Joseph Addison's enthusiasm for ballad poetry (Spectators 70, 74, 85) was not a sheer novelty. He had a ringing English precedent in Sidney, whom he quotes. And he may have had one in Jonson; at least he thought he had. He cited Dryden and Dorset as collectors and readers of ballads; and he might have cited others. He found comfort in the fact that Moliere's Misanthrope was on his side. The modern or broadside version of Chevy Chase, the one which Addison quoted, had been printed, with a Latin translation, in the third volume of Dryden's Miscellany (1702) and had been appreciated along with The Nut-Brown Maid in an essay Of the Old English Poets and Poetry in The Muses Mercury for June, 1707. The feelings expressed in Addison's essays on the ballads were part of the general patriotic archaism which at that time was moving in rapport with cyclic theories of the robust and the effete, as in Temple's essays, and was complicating the issue of the classical ancients versus the moderns. Again, these feelings were in harmony with the new Longinianism of boldness and bigness, cultivated in one way by Dennis and in another by Addison himself in later Spectators. The tribute to the old writers in Rowe's Prologue to Jane Shore (1713) is of course not simply the result of Addison's influence.1

Those venerable ancient Song-Enditers

Soar'd many a Pitch above our modern Writers.

It is true also that Addison exhibits, at least in the first of the two essays on Chevy Chase, a degree of the normal Augustan condescension iv to the archaic--the vision which informs the earlier couplet poem on the English poets. Both in his quotation from Sidney ("...being so evil apparelled in the Dust and Cobweb of that uncivil Age, what would it work trimmed in the gorgeous Eloquence of Pindar?") and in his own apology for the "Simplicity of the Stile" there is sufficient prescription for all those improvements that either a Ramsay or a Percy were soon actually to undertake. And some of the Virgilian passages in Chevy Chase which Addison picked out for admiration were not what Sidney had known but the literary invention of the more modern broadside writer.

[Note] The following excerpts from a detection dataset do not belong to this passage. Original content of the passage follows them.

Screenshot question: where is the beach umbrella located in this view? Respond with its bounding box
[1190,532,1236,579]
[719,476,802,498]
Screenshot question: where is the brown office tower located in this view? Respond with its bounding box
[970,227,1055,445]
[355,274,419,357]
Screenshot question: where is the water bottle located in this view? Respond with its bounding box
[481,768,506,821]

Nevertheless, the two Spectators on Chevy Chase and the sequel on the Children in the Wood were startling enough. The general announcement was ample, unabashed, soaring--unmistakable evidence of a new polite taste for the universally valid utterances of the primitive heart. The accompanying measurement according to the epic rules and models was not a qualification of the taste, but only a somewhat awkward theoretical dimension and justification.

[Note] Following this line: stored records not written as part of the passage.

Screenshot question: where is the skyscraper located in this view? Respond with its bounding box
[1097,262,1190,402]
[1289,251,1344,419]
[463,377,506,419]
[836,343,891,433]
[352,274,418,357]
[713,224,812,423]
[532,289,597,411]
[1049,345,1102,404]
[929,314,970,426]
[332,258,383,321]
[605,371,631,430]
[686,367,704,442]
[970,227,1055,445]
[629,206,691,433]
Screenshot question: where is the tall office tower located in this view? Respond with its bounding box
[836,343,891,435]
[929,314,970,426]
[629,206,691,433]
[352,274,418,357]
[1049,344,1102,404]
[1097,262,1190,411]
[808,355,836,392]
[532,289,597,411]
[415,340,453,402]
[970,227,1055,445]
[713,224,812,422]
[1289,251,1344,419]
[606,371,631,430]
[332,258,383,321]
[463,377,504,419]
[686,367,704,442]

It is impossible that any thing should be universally tasted and approved by a Multitude, tho' they are only the Rabble of a Nation, which hath not in it some peculiar Aptness to please and gratify the Mind of Man.... an ordinary Song or Ballad that is the Delight of the common People, cannot fail to please all such Readers as are not unqualified for the Entertainment by their Affectation or Ignorance.